Die FPÖ ging Ende 1955 aus dem Verband der Unabhängigen (VdU), einem Sammellager von Altnazis, hervor. Ihr erster Parteichef war Anton Reinthaller, ein früherer SS-Brigadegeneral. Dessen langjähriger Nachfolger, Friedrich Peter, wurde vom legendären Nazi-Jäger Simon Wiesenthal als Ex-Obersturmführer einer SS-Mordbrigade in der Ukraine entlarvt, die systematisch Juden umbrachte. Als sich Jörg Haider 1986 an die Parteispitze putschte, ließ er sich widerspruchslos von seinen Anhängern mit "Sieg-Heil"-Rufen feiern. Haider unterband später die Nazi-Rülpser, um die FPÖ neuen Wählerschichten zu öffnen. Unter seinem Nachfolger Strache nahm der Einfluss der schlagenden Korporierten so stark wie nie zuvor wieder zu. Denn sie sind seine wichtigste Machtstütze.

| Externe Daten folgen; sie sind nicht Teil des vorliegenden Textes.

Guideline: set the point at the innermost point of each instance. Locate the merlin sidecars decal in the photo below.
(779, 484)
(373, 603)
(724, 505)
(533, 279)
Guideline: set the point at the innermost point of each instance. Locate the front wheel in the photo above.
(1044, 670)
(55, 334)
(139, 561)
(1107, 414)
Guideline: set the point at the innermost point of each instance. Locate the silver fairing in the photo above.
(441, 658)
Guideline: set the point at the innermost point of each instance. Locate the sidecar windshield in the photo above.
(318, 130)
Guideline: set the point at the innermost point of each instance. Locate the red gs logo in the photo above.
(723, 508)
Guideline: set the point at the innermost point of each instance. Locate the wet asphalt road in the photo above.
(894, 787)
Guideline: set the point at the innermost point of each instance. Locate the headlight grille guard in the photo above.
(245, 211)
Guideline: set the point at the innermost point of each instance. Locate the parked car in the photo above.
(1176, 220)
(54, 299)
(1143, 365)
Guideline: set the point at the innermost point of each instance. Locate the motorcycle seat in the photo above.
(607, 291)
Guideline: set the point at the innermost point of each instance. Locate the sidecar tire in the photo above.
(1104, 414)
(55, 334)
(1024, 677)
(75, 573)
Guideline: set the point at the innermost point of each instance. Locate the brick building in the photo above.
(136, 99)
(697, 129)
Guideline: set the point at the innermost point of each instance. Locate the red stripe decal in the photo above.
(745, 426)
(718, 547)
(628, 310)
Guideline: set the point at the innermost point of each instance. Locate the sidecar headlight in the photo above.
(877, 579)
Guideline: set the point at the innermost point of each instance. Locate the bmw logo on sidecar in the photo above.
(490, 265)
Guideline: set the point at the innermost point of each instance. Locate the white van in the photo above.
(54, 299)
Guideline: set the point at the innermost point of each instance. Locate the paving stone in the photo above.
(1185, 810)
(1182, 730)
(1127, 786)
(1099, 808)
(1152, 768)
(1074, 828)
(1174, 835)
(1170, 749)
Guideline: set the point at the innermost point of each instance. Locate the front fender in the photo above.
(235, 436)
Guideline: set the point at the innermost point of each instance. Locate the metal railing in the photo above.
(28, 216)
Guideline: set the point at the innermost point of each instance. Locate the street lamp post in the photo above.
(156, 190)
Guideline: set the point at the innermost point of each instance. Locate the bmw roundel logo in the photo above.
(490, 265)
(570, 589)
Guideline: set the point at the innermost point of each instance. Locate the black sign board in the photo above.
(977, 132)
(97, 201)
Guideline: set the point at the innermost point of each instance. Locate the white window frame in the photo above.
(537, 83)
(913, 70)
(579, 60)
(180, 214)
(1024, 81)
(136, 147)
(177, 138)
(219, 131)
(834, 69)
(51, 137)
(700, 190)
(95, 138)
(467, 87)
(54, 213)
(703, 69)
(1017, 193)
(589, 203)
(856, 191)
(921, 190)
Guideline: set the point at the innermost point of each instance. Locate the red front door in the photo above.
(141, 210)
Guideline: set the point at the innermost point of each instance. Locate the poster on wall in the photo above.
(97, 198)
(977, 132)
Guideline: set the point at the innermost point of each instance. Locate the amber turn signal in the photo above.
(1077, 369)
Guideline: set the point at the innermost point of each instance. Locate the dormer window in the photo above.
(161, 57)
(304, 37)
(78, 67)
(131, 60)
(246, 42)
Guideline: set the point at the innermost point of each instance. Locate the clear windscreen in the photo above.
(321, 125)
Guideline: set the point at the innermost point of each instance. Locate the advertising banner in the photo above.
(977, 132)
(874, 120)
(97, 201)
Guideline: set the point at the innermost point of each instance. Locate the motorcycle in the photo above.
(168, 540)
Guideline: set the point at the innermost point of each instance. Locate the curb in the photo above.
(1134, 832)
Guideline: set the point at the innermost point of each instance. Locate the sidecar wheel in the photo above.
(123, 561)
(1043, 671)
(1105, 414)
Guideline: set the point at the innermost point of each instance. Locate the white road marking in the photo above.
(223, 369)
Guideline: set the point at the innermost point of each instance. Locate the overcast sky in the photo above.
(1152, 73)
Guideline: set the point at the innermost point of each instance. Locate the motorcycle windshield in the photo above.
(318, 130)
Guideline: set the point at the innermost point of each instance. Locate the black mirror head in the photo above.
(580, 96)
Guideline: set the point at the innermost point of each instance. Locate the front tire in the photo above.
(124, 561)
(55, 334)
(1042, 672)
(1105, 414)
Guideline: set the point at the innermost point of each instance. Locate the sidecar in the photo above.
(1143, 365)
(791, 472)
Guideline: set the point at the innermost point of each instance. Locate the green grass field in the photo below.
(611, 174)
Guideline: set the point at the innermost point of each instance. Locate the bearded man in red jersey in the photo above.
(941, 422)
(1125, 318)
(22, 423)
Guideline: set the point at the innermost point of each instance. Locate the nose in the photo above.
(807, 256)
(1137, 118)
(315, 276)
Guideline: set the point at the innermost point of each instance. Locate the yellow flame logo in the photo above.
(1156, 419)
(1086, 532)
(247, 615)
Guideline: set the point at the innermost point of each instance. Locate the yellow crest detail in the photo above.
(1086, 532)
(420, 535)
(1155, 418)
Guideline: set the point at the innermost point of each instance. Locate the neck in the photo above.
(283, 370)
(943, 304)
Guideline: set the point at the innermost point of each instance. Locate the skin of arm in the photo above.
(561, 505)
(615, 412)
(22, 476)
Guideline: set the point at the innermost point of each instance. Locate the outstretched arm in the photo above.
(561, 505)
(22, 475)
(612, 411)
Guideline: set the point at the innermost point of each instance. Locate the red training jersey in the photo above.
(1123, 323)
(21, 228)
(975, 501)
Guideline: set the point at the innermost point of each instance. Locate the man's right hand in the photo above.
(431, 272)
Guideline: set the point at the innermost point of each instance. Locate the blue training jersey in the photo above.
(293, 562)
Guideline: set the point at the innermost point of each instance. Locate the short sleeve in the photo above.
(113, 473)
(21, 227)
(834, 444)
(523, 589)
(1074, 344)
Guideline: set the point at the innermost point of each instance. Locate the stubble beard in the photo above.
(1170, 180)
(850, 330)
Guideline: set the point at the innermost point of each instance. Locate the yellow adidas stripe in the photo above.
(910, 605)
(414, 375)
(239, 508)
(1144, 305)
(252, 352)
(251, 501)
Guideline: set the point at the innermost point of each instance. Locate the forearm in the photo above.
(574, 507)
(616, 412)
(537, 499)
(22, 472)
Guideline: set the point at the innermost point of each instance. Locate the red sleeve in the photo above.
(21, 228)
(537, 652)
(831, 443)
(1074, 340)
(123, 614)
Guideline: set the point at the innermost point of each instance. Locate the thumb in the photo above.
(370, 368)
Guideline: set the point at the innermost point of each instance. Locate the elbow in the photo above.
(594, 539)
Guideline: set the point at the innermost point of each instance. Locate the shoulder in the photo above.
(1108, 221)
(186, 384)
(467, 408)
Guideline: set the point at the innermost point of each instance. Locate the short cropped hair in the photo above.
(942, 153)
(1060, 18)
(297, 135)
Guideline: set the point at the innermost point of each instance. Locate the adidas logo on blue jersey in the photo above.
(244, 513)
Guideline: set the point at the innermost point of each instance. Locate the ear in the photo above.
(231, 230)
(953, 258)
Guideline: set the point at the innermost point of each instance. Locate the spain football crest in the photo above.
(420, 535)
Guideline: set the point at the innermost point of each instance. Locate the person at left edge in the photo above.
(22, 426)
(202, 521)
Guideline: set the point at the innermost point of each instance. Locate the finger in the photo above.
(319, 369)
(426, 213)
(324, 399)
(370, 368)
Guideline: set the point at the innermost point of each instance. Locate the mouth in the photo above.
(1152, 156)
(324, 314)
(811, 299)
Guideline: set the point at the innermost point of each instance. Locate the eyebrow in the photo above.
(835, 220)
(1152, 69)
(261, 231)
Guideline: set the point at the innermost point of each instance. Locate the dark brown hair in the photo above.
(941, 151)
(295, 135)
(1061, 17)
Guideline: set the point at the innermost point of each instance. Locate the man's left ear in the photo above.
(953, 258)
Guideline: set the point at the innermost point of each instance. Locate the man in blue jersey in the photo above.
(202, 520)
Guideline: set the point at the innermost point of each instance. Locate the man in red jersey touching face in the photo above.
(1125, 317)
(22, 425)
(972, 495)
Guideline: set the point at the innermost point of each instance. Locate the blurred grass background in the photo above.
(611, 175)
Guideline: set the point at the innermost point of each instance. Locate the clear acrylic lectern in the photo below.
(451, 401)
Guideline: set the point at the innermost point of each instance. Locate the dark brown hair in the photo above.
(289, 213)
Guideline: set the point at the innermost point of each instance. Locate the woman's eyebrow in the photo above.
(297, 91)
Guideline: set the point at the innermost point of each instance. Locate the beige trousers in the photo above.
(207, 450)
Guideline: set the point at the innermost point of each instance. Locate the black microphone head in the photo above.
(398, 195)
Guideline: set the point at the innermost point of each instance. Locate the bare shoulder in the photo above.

Wie glaubwürdig ist also Straches Ankündigung, der FPÖ den Rechtsextremismus auszutreiben? Die Burschenschafter stellen 0,04 Prozent der Bevölkerung, aber dank der Neuauflage der schwarz-blauen Regierung sitzen sie jetzt an Hunderten Schaltstellen des Staates und sind überproportional im Parlament vertreten. Alle fünf FPÖ-Minister, einschließlich Vizekanzler Strache, haben Burschenschafter zu Büroleitern, Beratern und Experten gemacht, diese wiederum haben ihren eigenen Anhang mit allerlei Posten versorgt. Strache müsste, um glaubwürdig zu sein, all diese Leute wieder entlassen.